Many cars will only accept up to 3.6 kW (usually plug-in hybrids or older pure-electric models) or 7.2 kW, so any higher power is not going to make much difference for a number of models. To upgrade a supply to three-phase would not likely be cost effective for a location, unless building and installing that supply from scratch, or upgrading it for other requirements at the same time.
Home EV charging times
Some simple maths is required to calculate how long it will take to charge a car off a home EV charge point. The equation will Gove a good rule of thumb for any charger, but works ore accurately for slower chargers such as 3 or 7 kW units, as the rate of charge will remain steadier than high-power points
As such, divide the car’s usable battery capacity by the charger rating - and then usually round up to make sure you’ve given the car enough time to charge. As such, if a car with a 50 kWh battery requires a full charge from a 7.2 kW point, it will take seven hours (50 / 7.2 = 6.9).
Rarely, if ever, will a driver need to charge from zero, so this maths is slightly more complicated in day to day life, but if there’s 20% charge remaining, start by finding out 80% of a 50 kWh battery (50 x 0.8 = 40) and then divide that by the charger power - in this case around five and a half hours.
These will vary from car to car, unit to unit, and drivers will quickly become accustomed to how long it will take to charge their car. It is also something that often makes little difference, because they will plug the car in to charge overnight, when it’s usually not needed, and then wake to a car charged to how they like it.
Saving EV charging costs
Adding an electric vehicle to your electricity supply demands will see a significant increase in your bills. This is more than off-set by the reduction on fuel costs, but it will see electricity costs increase anyway.
As such, there are various ways to minimise the impact of running an EV on your electricity bill. Many households will be able to switch to an Economy 7 tariff, or even a dedicated EV tariff, which usually gives significantly reduced electricity prices during off-peak demand, such as overnight.

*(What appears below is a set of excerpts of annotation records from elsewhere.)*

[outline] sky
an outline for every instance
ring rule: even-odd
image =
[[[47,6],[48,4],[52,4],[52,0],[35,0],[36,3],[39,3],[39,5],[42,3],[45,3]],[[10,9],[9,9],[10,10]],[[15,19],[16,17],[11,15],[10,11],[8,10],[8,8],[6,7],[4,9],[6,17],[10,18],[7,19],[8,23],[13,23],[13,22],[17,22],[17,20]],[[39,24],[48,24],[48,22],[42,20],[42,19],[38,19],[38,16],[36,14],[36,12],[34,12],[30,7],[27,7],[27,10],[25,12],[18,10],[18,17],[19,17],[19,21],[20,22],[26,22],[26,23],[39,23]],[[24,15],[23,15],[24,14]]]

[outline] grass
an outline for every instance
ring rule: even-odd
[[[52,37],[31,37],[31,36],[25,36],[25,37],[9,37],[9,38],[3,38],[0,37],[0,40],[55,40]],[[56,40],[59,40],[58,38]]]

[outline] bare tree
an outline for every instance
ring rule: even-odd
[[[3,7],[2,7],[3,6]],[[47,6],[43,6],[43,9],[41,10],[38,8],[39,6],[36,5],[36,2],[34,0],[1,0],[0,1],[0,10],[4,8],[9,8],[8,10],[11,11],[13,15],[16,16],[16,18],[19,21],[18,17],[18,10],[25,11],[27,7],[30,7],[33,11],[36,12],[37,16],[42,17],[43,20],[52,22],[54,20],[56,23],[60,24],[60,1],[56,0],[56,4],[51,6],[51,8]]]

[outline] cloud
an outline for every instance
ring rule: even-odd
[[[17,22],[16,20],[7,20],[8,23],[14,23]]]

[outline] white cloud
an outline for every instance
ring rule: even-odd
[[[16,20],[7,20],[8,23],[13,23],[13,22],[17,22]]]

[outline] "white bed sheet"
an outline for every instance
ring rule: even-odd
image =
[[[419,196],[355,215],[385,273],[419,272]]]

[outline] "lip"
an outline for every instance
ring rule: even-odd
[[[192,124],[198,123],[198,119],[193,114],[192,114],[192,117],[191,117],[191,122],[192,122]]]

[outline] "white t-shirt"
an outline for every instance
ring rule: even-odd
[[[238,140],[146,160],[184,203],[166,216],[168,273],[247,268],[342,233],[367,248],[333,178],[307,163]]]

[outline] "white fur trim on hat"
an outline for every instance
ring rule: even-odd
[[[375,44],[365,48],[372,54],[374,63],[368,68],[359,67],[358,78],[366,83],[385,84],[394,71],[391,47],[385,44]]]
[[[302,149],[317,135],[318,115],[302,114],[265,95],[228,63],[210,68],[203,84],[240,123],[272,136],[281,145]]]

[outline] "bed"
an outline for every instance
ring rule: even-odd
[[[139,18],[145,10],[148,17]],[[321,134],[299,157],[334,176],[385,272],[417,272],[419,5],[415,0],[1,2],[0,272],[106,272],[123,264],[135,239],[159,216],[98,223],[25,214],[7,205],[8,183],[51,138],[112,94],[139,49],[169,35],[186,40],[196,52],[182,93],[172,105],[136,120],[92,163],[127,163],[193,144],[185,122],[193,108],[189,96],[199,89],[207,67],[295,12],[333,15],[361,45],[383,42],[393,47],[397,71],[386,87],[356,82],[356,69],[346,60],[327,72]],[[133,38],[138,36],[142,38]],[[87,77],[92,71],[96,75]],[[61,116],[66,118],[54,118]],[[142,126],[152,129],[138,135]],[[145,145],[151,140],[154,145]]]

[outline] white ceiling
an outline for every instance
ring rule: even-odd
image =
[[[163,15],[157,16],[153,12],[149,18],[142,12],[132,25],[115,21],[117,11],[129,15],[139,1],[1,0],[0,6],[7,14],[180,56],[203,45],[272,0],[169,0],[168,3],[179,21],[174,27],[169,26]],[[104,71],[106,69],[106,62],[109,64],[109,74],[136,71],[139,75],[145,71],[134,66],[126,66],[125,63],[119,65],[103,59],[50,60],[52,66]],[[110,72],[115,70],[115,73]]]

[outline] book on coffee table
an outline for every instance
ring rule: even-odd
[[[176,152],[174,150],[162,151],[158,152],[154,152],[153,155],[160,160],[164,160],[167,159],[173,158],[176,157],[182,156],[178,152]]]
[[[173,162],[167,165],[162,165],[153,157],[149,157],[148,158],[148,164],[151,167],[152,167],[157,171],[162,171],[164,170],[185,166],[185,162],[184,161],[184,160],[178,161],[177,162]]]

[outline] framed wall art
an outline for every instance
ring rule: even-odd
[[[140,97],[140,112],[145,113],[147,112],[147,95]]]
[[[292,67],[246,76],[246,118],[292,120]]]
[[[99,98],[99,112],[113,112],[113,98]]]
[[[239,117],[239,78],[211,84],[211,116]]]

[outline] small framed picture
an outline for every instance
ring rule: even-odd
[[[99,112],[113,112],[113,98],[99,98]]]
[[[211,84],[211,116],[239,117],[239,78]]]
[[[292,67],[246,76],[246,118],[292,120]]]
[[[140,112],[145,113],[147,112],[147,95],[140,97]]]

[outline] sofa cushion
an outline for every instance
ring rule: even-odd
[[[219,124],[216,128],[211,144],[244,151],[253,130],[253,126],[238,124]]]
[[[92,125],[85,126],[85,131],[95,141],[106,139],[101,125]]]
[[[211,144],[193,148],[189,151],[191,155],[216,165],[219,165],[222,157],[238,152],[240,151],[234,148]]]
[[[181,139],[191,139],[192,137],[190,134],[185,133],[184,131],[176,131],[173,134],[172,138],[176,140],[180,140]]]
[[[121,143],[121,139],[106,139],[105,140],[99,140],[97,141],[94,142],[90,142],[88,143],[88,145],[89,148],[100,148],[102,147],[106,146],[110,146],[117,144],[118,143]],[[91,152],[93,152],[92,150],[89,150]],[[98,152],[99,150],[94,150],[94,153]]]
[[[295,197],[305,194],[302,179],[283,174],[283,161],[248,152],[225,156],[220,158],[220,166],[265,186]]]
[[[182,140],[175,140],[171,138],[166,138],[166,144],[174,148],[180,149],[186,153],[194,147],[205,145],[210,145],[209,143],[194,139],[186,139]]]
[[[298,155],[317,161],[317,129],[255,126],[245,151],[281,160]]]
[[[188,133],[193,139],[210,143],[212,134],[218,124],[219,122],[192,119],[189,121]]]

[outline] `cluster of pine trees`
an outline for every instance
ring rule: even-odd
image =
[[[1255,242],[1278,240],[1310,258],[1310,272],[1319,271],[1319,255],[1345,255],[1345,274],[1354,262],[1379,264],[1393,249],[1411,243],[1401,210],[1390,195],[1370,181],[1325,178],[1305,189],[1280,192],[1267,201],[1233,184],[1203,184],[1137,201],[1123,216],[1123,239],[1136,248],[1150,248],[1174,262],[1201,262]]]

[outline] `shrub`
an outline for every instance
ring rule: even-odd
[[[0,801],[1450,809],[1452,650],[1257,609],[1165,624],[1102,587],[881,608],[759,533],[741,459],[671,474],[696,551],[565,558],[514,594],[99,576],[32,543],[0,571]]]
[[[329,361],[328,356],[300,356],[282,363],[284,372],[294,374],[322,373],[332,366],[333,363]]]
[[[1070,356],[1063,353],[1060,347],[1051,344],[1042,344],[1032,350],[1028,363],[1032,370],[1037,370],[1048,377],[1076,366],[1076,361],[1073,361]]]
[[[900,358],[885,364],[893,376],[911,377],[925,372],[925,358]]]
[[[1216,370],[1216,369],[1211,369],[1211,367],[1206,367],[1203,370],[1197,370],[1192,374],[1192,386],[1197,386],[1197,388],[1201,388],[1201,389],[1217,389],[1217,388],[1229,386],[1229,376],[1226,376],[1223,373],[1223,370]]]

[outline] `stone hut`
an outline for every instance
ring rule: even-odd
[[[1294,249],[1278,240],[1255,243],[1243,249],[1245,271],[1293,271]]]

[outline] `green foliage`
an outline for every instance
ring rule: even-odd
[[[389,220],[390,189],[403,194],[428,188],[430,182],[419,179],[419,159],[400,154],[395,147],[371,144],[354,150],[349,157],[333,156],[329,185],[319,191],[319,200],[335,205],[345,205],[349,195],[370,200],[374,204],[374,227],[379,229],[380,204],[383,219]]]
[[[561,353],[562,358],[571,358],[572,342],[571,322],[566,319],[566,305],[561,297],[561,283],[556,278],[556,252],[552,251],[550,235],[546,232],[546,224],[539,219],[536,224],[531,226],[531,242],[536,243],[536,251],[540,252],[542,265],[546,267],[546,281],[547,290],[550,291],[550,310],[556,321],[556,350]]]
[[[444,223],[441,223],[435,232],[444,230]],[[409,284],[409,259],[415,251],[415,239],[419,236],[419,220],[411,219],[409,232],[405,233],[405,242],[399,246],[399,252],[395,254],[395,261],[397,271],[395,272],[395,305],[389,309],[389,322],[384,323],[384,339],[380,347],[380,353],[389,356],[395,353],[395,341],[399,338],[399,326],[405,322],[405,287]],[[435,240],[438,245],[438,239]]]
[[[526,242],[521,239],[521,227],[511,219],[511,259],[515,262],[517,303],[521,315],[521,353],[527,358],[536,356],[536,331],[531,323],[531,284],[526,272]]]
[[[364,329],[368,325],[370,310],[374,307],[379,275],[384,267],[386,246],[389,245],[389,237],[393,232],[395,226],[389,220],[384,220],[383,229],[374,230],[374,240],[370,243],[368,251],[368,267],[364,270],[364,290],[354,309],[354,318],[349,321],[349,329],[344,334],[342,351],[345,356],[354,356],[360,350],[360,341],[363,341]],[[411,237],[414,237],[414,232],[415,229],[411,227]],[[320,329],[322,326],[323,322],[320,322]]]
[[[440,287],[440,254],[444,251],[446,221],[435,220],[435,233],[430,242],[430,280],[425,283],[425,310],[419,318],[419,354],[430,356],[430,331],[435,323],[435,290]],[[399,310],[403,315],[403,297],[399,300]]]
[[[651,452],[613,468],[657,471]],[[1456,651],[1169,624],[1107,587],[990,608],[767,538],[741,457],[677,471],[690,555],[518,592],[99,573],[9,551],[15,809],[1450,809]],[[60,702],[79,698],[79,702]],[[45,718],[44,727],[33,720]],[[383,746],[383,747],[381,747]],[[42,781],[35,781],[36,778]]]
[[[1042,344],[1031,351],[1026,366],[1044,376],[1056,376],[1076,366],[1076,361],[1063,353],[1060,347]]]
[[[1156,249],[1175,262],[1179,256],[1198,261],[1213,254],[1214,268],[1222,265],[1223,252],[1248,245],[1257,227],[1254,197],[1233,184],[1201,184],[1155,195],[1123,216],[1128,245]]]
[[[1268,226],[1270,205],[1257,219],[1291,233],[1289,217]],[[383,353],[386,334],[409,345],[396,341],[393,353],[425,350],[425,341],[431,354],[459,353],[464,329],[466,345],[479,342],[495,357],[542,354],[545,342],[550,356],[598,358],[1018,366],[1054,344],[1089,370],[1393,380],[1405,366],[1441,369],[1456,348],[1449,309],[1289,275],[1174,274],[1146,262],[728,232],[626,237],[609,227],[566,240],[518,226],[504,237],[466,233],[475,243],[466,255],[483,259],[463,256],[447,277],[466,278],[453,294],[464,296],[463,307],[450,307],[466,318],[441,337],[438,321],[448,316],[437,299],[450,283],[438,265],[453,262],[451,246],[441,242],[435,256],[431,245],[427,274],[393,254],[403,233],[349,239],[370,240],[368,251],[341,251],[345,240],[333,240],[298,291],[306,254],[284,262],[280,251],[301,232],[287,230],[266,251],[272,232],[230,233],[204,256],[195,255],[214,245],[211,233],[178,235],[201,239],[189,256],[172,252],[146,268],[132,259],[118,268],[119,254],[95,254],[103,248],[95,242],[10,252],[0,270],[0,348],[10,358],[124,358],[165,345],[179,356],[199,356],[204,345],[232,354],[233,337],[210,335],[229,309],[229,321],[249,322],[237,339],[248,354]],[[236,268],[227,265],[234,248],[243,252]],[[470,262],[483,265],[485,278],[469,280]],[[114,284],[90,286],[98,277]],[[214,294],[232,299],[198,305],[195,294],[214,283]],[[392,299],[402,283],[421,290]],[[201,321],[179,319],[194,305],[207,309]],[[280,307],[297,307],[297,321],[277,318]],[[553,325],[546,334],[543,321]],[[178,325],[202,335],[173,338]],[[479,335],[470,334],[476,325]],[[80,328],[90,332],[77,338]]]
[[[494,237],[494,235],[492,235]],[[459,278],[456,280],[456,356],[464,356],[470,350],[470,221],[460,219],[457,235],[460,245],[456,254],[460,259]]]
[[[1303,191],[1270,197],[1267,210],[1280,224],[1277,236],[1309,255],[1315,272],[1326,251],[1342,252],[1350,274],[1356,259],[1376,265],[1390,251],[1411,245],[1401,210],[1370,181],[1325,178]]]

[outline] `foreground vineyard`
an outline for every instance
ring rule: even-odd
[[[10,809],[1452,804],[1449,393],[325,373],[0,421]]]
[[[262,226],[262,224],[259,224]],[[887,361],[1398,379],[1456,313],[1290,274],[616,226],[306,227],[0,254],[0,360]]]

Most EVs and some charge points will allow drivers to set charging timers or maximum charge limits, so that owners can plug their car in and make maximum use of cheaper electricity.
Home EV charger types
There are two main types of charger beyond the power rating - tethered and untethered. This refers to the cable, and either describes whether it is attached to the charge point, or whether the charger is a plug-socket.
Most EVs come with a charging cable which will fit into public charge points, but if not, these can be bought easily should the driver require an untethered charger. Untethered units offer the greatest flexibility because an EV driver will use their own cable to plug in, rather than be restricted by the plug attached to the cable fitted.
However, since the European standard is a Type 2 plug/inlet, the vast majority of EVs have this socket in their car. As such, having a tethered charger will be useful for most drivers, since only older Nissan Leafs (1st gen), Mitsubishi Outlander PHEVs, and a handful of other models, will not be able to charge from the tethered point. Going forward, things are highly unlikely to change either, and since most EVs have a Type 2 inlet, visitors and other EVs will be able to use the point too.
It saves getting a cable out of the boot or from wherever it is kept, but is ultimately a little less flexible in what can charge from the unit - so it’s a balancing act as to what the owner prefers. Unless you own an EV with a Type 1 inlet, or have one regularly visit your house, it’s probably simplest to have a Type 2 tethered wallbox fitted.